The Other 20 Words That Make a Great Promise Real

Reflections on a lesser-known part of the Declaration of Independence remind us that good government is needed to secure our unalienable rights.
by | August 31, 2011
 

Reflections on a lesser-known part of the Declaration of Independence remind us that good government is needed to secure our unalienable rights.

"We hold these truths to be self-evident, that all men are created equal, that they are endowed by their Creator with certain unalienable rights, that among these are life, liberty and the pursuit of happiness."

Most Americans are familiar with this famous sentence at the beginning of the Declaration of Independence. Its powerful phrases echo in our collective memory.

But few of us recall the next sentence: "That to secure these rights, governments are instituted among men, deriving their just powers from the consent of the governed."

The first sentence addresses the question of what; the second answers the question of how.
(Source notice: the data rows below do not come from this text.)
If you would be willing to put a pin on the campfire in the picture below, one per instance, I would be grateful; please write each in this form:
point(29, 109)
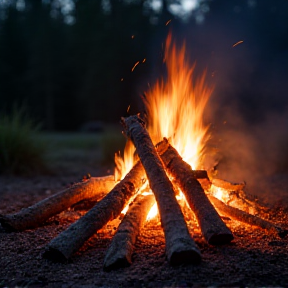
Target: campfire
point(165, 178)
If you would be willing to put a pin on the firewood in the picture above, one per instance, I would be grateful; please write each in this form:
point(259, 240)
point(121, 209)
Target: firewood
point(180, 246)
point(119, 253)
point(38, 213)
point(61, 248)
point(213, 228)
point(244, 217)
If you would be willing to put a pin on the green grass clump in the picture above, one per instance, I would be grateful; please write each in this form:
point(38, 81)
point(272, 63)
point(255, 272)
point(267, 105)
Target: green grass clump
point(21, 152)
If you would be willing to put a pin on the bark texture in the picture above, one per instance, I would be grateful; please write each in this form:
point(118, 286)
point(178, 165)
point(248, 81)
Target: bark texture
point(246, 217)
point(38, 213)
point(61, 248)
point(180, 247)
point(119, 253)
point(213, 228)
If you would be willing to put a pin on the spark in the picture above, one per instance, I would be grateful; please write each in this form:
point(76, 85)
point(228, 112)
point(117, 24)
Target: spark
point(135, 65)
point(239, 42)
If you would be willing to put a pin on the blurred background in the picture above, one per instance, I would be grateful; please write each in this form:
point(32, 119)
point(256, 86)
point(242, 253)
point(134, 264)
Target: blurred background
point(71, 64)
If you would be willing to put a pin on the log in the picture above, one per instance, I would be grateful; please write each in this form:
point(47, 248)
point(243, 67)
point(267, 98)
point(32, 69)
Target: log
point(213, 228)
point(180, 247)
point(37, 214)
point(244, 217)
point(119, 253)
point(61, 248)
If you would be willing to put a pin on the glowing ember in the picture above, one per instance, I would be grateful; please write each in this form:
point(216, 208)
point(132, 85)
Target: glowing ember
point(175, 108)
point(135, 65)
point(237, 43)
point(152, 213)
We have ignored the latter at our peril.

These sentences in the Declaration of Independence are the basis of two fundamental points that inform much of what I do and think about in my new role as director of the GOVERNING Institute.

First, government exists to secure for all of us the rights that are ours. If there is no government, then our rights, however unalienable, remain insecure. The police officer is a government employee, paid and sanctioned by the government. It is the bullet in the police officer's gun that allows me to sleep safe and secure in my home at night.
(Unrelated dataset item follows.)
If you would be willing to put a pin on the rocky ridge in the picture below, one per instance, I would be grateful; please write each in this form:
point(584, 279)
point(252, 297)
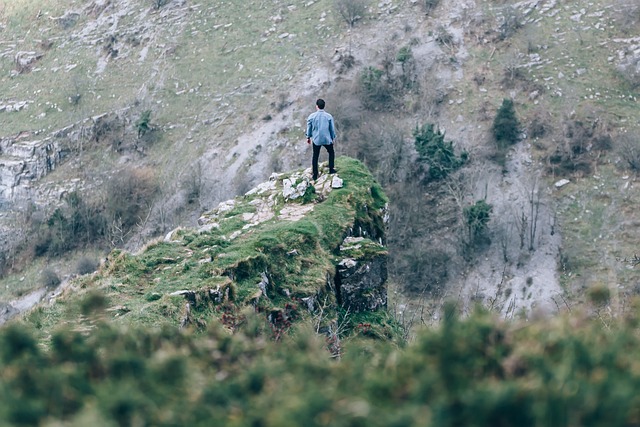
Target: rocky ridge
point(290, 254)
Today, it is common to talk of government as if it were something separate and apart from us, and separate and apart from the exercise of our most basic rights. But, in fact, in view of the Founders, we are the government, you and I. Our rights and our government are inseparable.

Second, government derives its just power from the consent of the governed. Many of us in positions of power and authority in America hold a barely veiled contempt for the regular folks in our country. Truth be told, we don't trust democracy much. That's a problem. Public officials need to re-engage with citizens in every way possible, dealing with them in mutual respect based on their "unalienable rights" which they hold regardless of their wealth, or income or education.

Today, it is fashionable to denigrate government and vilify politics. This is perilously wrong. We need strong, accountable government. Each and every one of us has a political responsibility to make it so.